働き方改革は会社側の改革だけではなく、社員や労働者にも意識改革が求められるという。法改正はある意味、労働者側にとっても厳しい状況をつくり出すと倉重氏は言う。

倉重・近衛・森田法律事務所
代表弁護士
倉重 公太朗 
慶應義塾大学経済学部卒。経営者側労働法を多く取り扱い、労働審判・仮処分・労働訴訟の係争案件対応、団体交渉(組合・労働委員会対応)、労災対応(行政・被災者対応)が得意分野。企業内セミナー、経営者向けセミナーなど多数開催。東洋経済オンラインにて「検証!ニッポンの労働」の連載を持つ。

「同一労働同一賃金を推し進めていくと、『正社員だから』賃金が多いのではなく、最終的には『あなたは何のスキルがありますか?』との点が問われてきます。
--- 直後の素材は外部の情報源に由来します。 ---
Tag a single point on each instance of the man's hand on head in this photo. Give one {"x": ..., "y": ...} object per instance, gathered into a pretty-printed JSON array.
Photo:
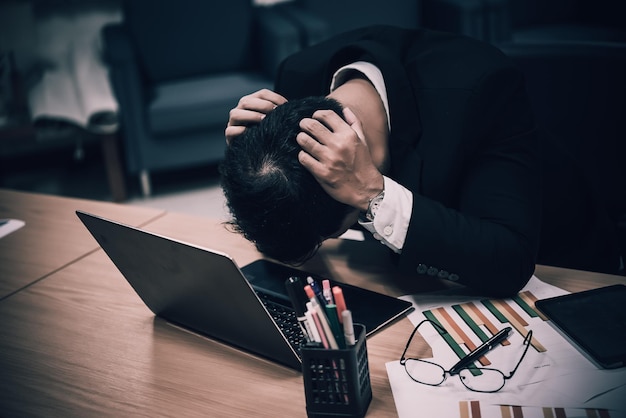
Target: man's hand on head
[
  {"x": 251, "y": 110},
  {"x": 336, "y": 153}
]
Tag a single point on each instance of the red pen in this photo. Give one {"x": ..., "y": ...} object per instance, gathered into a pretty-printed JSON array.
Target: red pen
[{"x": 339, "y": 301}]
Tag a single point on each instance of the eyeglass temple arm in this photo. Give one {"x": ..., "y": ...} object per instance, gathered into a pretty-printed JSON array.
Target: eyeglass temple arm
[
  {"x": 482, "y": 349},
  {"x": 529, "y": 336},
  {"x": 439, "y": 328}
]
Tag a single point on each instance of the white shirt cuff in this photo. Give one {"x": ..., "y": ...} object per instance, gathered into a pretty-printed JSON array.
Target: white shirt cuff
[{"x": 392, "y": 219}]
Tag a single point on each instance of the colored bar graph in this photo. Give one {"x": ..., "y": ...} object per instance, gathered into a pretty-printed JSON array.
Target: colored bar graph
[
  {"x": 518, "y": 323},
  {"x": 458, "y": 334},
  {"x": 471, "y": 409},
  {"x": 480, "y": 318}
]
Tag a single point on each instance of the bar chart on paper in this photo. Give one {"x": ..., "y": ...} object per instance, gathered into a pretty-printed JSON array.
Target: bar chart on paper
[
  {"x": 474, "y": 409},
  {"x": 548, "y": 377},
  {"x": 473, "y": 316}
]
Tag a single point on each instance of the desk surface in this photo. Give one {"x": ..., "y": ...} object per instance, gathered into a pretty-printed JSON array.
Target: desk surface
[
  {"x": 80, "y": 342},
  {"x": 52, "y": 237}
]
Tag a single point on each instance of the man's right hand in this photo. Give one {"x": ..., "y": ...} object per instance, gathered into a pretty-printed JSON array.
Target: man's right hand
[{"x": 251, "y": 110}]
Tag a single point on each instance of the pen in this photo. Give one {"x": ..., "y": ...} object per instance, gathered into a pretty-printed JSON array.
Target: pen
[
  {"x": 331, "y": 313},
  {"x": 482, "y": 349},
  {"x": 339, "y": 301},
  {"x": 317, "y": 290},
  {"x": 328, "y": 294},
  {"x": 317, "y": 323},
  {"x": 348, "y": 328},
  {"x": 311, "y": 326},
  {"x": 298, "y": 300},
  {"x": 325, "y": 327}
]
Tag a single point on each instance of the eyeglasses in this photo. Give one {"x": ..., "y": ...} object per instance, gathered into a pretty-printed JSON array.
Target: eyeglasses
[{"x": 477, "y": 379}]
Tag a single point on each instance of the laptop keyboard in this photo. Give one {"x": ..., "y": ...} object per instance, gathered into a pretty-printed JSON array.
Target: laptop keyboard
[{"x": 285, "y": 318}]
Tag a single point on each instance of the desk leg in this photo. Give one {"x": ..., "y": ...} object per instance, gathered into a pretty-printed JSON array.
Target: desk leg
[{"x": 113, "y": 166}]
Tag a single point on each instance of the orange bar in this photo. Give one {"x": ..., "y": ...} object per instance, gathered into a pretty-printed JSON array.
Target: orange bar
[
  {"x": 481, "y": 319},
  {"x": 464, "y": 338}
]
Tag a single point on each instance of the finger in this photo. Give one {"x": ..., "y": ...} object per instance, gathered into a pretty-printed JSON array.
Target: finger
[
  {"x": 310, "y": 163},
  {"x": 310, "y": 145},
  {"x": 271, "y": 96},
  {"x": 317, "y": 130},
  {"x": 243, "y": 117},
  {"x": 232, "y": 132},
  {"x": 262, "y": 101},
  {"x": 354, "y": 122}
]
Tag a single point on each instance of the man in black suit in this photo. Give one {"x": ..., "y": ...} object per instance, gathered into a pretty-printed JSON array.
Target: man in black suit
[{"x": 432, "y": 148}]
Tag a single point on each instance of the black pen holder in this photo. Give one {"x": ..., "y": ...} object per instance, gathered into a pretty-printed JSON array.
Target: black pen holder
[{"x": 337, "y": 382}]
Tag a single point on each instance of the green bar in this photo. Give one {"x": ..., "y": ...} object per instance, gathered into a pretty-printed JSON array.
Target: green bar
[
  {"x": 448, "y": 338},
  {"x": 470, "y": 322},
  {"x": 522, "y": 303},
  {"x": 494, "y": 311}
]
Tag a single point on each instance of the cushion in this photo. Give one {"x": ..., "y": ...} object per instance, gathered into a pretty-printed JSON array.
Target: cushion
[{"x": 200, "y": 103}]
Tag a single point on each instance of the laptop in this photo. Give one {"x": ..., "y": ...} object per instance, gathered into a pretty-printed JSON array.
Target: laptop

究極的にはその人のスキルに賃金が支払われるようになるでしょう。肩書きがなくなったときの市場価値を、一人ひとりが意識しないといけない時代になるのです。だからこそ、労働時間の上限規制でできた時間をどのように使うかが鍵になります。早く帰れるようになったからといって、その分、飲みにいってばかりだったり、ダラダラしていたり、何もせずにいるようではもったいない。余った時間を何に使うかは個人の生き方に委ねられています。自らスキルアップを続ける人とそうでない人では、10年後に相当な差が出るでしょう。企業ですら10年後はどうなっているかわからない時代です。働く人も一人ひとりが変革意識を持つべきでしょう。働き方改革は『生き方改革』でもあるのですから」

従来の終身雇用、年功序列の昭和的働き方が限界を迎え、ビジネス環境が激しく変化する時代、5年後、10年後の立場が保証されるかは誰も見通せない。法制度の改革はスタートを切ったが、本当の働き方改革には、倉重氏の「生き方改革」というメッセージを意識していくことが必要だろう。